In de eerste plaats kan het bijvoorbeeld enkel in “bijzondere omstandigheden van crisis”. Wat zo’n bijzondere omstandigheden van crisis zijn, staat niet vast. Het is aan de wetgevende macht om te bepalen wat zo’n crisissituatie is. Zo oordeelde men in 1996 bijvoorbeeld dat er sprake was van een crisissituatie toen België dreigde de Maastrichtnorm, de begrotingsnorm die in het Verdrag van Maastricht werd opgelegd ter invoering tot de euro als munteenheid, niet te halen.

Ten tweede mag de bijzondere volmacht enkel worden toegekend gedurende de duur van de crisis. Deze redelijke duur wordt over het algemeen steeds beperkt tot zes maanden. Ook nu gaat men uit van een termijn van zes maanden.

Bij de bevoegdhedenoverdracht mag men niet in strijd handelen met de Grondwet. In de Grondwet staat bijvoorbeeld dat fiscale materie bij wet moet worden geregeld, waardoor een volmachtenwet de fiscale materie niet mag overdragen aan de uitvoerende macht. Vereist is bovendien dat de overgedragen machten vrij precies bepaald zijn. In de praktijk is er vaak niet helemaal voldaan aan deze eis en kiest men voor een vage of ruime formulering. Zo zal de federale regering nu bijzondere volmachten vragen in de domeinen volksgezondheid, sociale zaken, veiligheid en economie. In de andere domeinen behoudt de wetgevende macht dus wel haar bevoegdheden.

Ten slotte staat het de wetgevende macht vrij om extra voorwaarden te koppelen aan de bijzondere machten, zoals een overleg in de ministerraad of de verplichting om verslag uit te brengen aan het parlement. Hier is er bijvoorbeeld de vraag om samen te komen met de vertegenwoordigers van de partijen die de volmachten steunen.

Hoe gaat dat in de praktijk?

In de praktijk zal de uitvoerende macht wetten kunnen uitvaardigen die de bestaande wetten vervangen. Deze wetten giet men in Koninklijke Besluiten. Er is de gewoonte om deze Koninklijke Besluiten te onderscheiden van andere KB’s door ze apart te nummeren.

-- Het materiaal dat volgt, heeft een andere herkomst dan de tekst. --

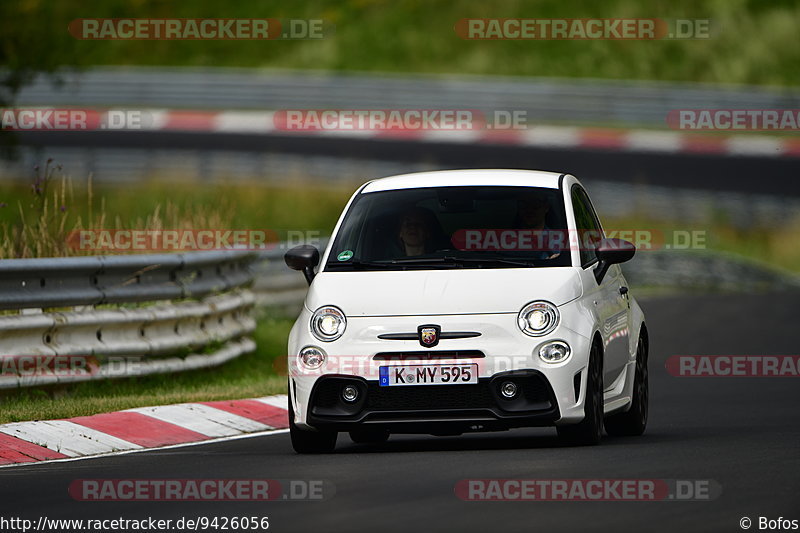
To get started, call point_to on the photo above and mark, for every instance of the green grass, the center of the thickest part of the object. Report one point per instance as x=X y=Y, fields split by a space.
x=251 y=375
x=753 y=42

Nadat de vastgestelde periode afloopt, kan de uitvoerende macht deze KB’s niet meer wijzigen en valt de bevoegdheid weer volledig onder de wetgevende macht die ze ook nog eens moet bekrachtigen. In de praktijk gaat het louter om een formaliteit, want tot op heden is er nog maar één zo’n KB niet bekrachtigd. Na de bekrachtiging door het parlement nemen ze gewoon de rang van wet aan en kan enkel het Grondwettelijk Hof ze nog toetsen.

Gebeurde het eerder al?

De bijzondere volmachtenwet is zeker geen unicum in ons land. Zoals eerder gezegd werd het vroeger bijvoorbeeld al toegepast om de voorwaarden tot deelname aan de Europese Economische en Monetaire Unie te behalen. Ook bij de economische crisissen van de jaren ’30, ’70 en ’80 werd het al gebruikt om begrotingsproblemen op te lossen. En toen de Mexicaanse griep een pandemie dreigde te worden, werd er preventief een bijzondere volmachtenwet opgesteld. Deze bijzondere volmachtenwet gaf de uitvoerende macht (zo nodig) de bevoegdheid om beroepsgroepen, die niet tot de gezondheidssector behoren, ter ondersteuning op te vorderen of om het leger geneesmiddelen te laten verspreiden. Met de nieuwe volmachtenwet zal de federale regering, gelet op de vier domeinen, ook over dergelijke opties beschikken.